PALANGKA RAYA- Saat ini begitu marak tawaran pinjaman uang melalui SMS ke pengguna telepon seluler, yang mana sudah dirasakan cukup meresahkan dan menganggu masyakarat. Kerap kali menawarkan pinjaman uang melalui koperasi dengan proses mudah, hingga tawaran mendapat hadiah dengan nilai besar, namun dengan syarat harus memberikan NIK dan nomor KTP masyarakat.

Anggota Komisi B DPRD Kota Palangka Raya, Ted Apry Mahendra mengimbau masyarakat untuk waspada terhadap aksi modus penipuan yang semakin hari semakin beragam.

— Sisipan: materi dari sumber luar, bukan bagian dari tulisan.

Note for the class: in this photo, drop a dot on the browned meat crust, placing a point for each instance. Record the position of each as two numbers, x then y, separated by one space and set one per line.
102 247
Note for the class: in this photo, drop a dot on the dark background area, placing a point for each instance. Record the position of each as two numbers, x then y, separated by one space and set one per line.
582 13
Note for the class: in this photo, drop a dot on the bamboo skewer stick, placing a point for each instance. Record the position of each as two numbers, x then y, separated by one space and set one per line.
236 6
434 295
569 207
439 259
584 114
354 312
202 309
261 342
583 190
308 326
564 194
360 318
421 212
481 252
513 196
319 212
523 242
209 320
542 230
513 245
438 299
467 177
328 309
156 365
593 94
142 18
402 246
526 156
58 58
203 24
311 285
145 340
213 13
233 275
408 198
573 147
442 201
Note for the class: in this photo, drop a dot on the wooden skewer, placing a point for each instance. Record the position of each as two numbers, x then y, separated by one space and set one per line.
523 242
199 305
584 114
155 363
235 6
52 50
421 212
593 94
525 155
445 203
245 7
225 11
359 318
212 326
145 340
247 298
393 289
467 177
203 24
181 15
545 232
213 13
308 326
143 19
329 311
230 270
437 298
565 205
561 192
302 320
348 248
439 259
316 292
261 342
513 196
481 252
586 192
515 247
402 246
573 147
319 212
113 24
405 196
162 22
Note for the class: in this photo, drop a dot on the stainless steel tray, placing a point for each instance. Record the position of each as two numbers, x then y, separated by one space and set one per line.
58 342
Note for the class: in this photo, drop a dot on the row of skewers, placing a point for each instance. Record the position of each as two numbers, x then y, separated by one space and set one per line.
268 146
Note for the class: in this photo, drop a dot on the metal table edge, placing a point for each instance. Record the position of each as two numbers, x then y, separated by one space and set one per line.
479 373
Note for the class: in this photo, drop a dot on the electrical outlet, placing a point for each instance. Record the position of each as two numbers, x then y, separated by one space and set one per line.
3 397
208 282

Dengan terus berkembangnya dunia digital dan teknologi, tingkat kemampuan para pelaku aksi kejahatan juga terus berkembang.

“Sebagai calon debitur maka kejelian, kemauan melakukan verifikasi lembaga perbankan atau penyedia layanan keuangan online tetap harus di kedepankan,” ujarnya.

Menurutnya, hal ini bertujuan agar tak ada korban penipuan di kemudian hari. Serta yang  terpenting adalah jangan pernah memberikan data atau identitas pribadi kepada orang tak dikenal karena akan mudah dimanfaatkan untuk hal-hal negative.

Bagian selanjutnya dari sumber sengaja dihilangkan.